MUSE: Multimodal Uncertainty Quantification of State Estimation
Minkyung Kim, Henry Che, Bhargav Chandaka, Bhumsitt Pramuanpornsatid, Chengyu Yang, Sheng Cheng, Xiaofeng Wang, Naira Hovakimyan, Shenlong Wang

TL;DR
MUSE is a real-time learning-based framework that quantifies uncertainty in visual state estimation by leveraging multimodal sensor data, improving reliability and robustness in robotics applications.
Contribution
Introduces MUSE, a novel framework for multimodal uncertainty quantification in state estimation, utilizing Mamba for sequential modeling in asynchronous sensor streams.
Findings
MUSE outperforms existing methods in reliability and robustness.
Experiments on public and in-house datasets validate MUSE's effectiveness.

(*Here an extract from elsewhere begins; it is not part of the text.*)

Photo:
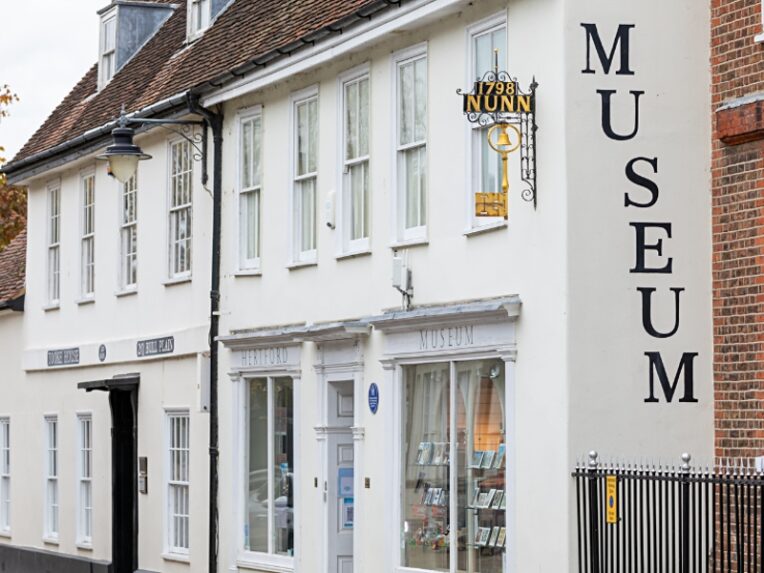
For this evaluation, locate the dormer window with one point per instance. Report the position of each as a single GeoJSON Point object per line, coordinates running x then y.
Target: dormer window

Ablation studies confirm the importance of key design choices.
Abstract
Accurate visual state estimation has been a central topic in robotics with a wide range of applications in robot navigation, autonomous driving, and autonomous flight. Recent advances in robot perception have led to significant improvements in the accuracy and robustness of state estimation, yet a fundamental challenge remains in how to quantify and calibrate its precision, i.e., how confident we are in an estimate and whether failures can be detected. This issue is particularly pronounced in visual-inertial odometry (VIO), where the heteroscedastic and multimodal nature of the problem makes uncertainty quantification especially difficult. This paper introduces MUSE (Multimodal Uncertainty Quantification of State Estimation), a novel real-time learning-based framework that leverages the strong and efficient sequential modeling capacity of Mamba to estimate localization uncertainty from…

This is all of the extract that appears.